Tesco plans ‘are open to change’

editorial image
0
Have your say

HUNDREDS of Scarborough residents took the opportunity to discuss plans for a new Tesco superstore yesterday.

Representatives of the supermarket giant as well as members of Scarborough’s Urban Space Group were on hand to meet members of the public.

John Womack, who is objecting to the plan, points to the area where he lives. Photo by Dave Barry 110737c

John Womack, who is objecting to the plan, points to the area where he lives. Photo by Dave Barry 110737c

The plans for the huge new town centre store remain controversial, with many opposed to the development but others saying they backed the plans.

The five-hour event, hosted by Scarborough Open Area Forum, was held at Scarborough Library yesterday.

Deborah Hayeems, regional corporate affairs manager for Tesco, said she was enjoying talking to people about the proposals.

“It’s nice to speak to people and get detailed feedback,” she said. “The plans are absolutely open to change. They’re not fixed yet.

“The Urban Space Group have given us some very good and detailed feedback. We’ve got to take it all and piece it all together.”

Nick Hart, chairman of the Urban Space Group, said he had been talking to Tesco over the past few months, in an attempt to influence their plans.

The group has submitted a series of proposals for consideration by Tesco architects.

“We decided to concentrate on five points of the plans which we thought were particularly weak,” he said.

Mr Hart said the group was concerned over plans for a 4.5 metre tall brick wall along part of Dean Road and the lack of an adequate “green corridor” which was included in the council’s planning brief for the site.

The group were also worried about the treatment of the old Dean Road prison and pedestrian entrances to the store.

As the final of the five points, Mr Hart presented alternative plans for two-tier parking at the store with links to the upper floor of the main shop.

“These are all things they can change to significantly improve what they are proposing,” he added.

“At the moment we’re not impressed. It smacks of something put together very quickly to a formula to get a planning application in.

“I think Scarborough is being treated very badly if we can’t get these things at least. Tesco can deliver them.

“At the moment whether you’re a hotelier, resident or shopkeeper this is adding nothing.”

Members of the public attending the event gave differing views on the Tesco plans.

Sandra Wood, of Cross Street, said she hoped the Tesco plans got the go-ahead.

“It will save me going through to Hull to the Tesco Extra there,” she said. “I think it’ll open up the whole of Dean Road as it’s an eyesore at the moment.

“I think the designs are quite nice. When you look at the virtual plans on video it is smart. I can’t wait.” Her husband Jack added: “It’ll be handy for us. I can’t wait for them to lay the first brick.”

However others were opposed, with familiar concerns of increased traffic and likely effects on smaller traders being raised.

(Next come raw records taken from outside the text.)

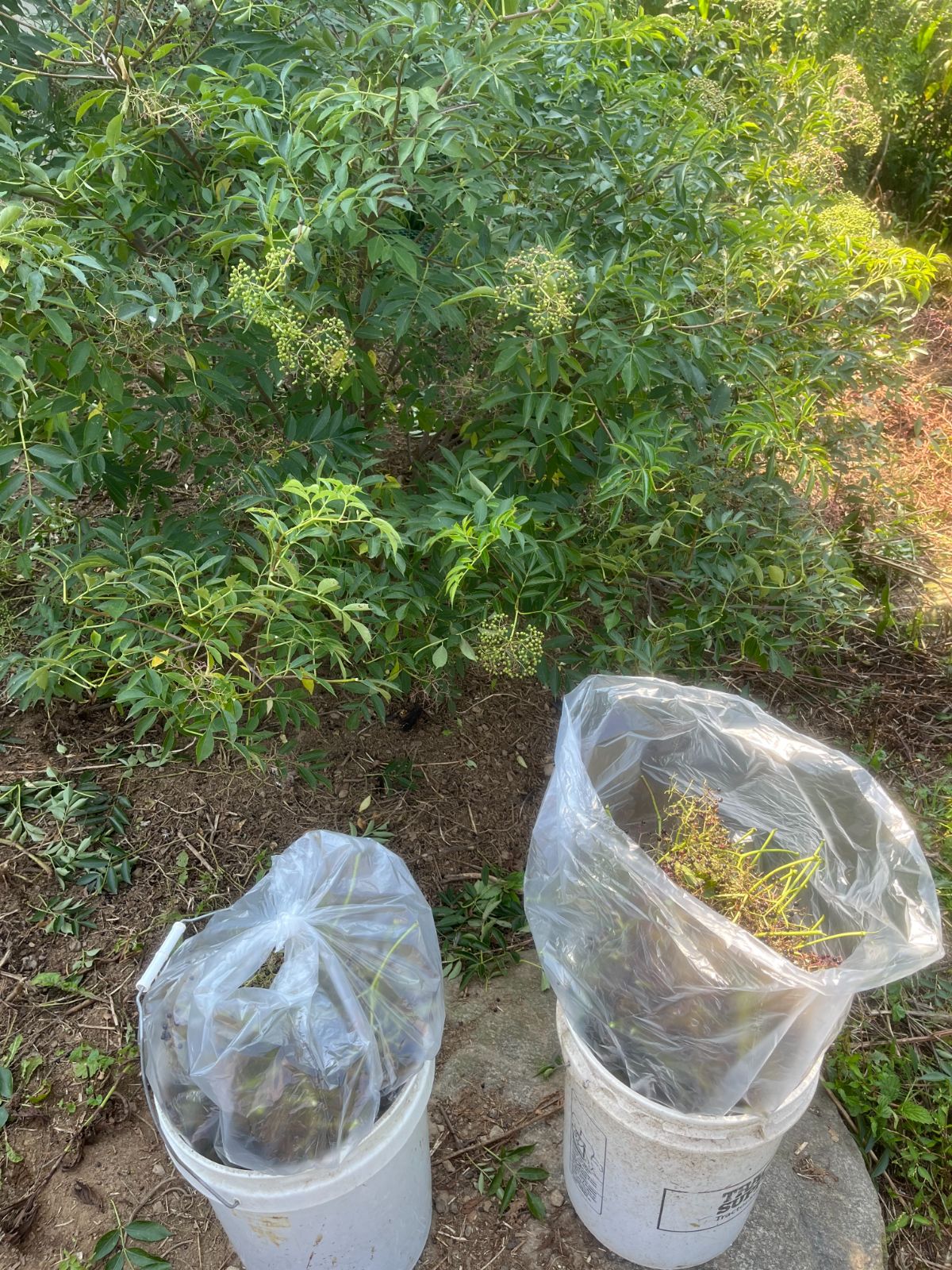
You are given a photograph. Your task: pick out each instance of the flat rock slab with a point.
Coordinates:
(816, 1210)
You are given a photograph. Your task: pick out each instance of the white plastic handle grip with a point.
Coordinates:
(162, 956)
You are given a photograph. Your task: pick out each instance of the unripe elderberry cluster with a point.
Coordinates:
(505, 648)
(541, 287)
(319, 352)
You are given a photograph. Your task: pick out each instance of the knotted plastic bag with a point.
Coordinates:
(276, 1035)
(676, 1000)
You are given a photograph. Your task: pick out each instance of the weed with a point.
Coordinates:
(71, 983)
(397, 776)
(503, 1175)
(757, 887)
(98, 1073)
(69, 829)
(482, 927)
(547, 1071)
(63, 916)
(378, 829)
(117, 1250)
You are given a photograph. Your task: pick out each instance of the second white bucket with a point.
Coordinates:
(371, 1213)
(655, 1187)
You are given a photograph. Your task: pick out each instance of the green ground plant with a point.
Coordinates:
(482, 927)
(70, 831)
(117, 1250)
(342, 351)
(505, 1175)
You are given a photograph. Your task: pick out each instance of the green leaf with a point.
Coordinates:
(508, 1195)
(60, 325)
(54, 484)
(12, 366)
(144, 1260)
(535, 1206)
(106, 1245)
(79, 356)
(205, 746)
(152, 1232)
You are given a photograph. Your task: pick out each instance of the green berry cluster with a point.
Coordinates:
(763, 12)
(819, 167)
(850, 217)
(505, 648)
(857, 122)
(541, 286)
(711, 98)
(321, 352)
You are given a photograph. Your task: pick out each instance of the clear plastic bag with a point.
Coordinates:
(276, 1035)
(674, 999)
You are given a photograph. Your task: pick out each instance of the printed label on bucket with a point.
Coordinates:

Elza Fail, who runs the Ellenby Hotel in Queens Parade, said she would oppose the planning application.

“It’s going to be right in the middle of all the tourist businesses,” she said. “It’s not going to be built overnight. With all the noise it’ll cause no-one will want to stay nearby.”

Malcolm Short, who lives in the central ward close to the proposed development, said: “For the plans to go ahead would be totally wrong.

“Trafalgar Street West should not be closed off. The store would be far too big for the residents in the area. It will be a 24-hour operation.

“Tesco say they are listening to people in Scarborough. Let them prove it.”

The planning application for the development was officially submitted to Scarborough Council in January.

If approved, the store would have a 5,472sq metre sales floor – three times the size of the current Westwood store, which will close if the new branch gets the all-clear.

A decision on the plans is expected to be made in April. The closing date for the public consultation period has been extended until the end of this month.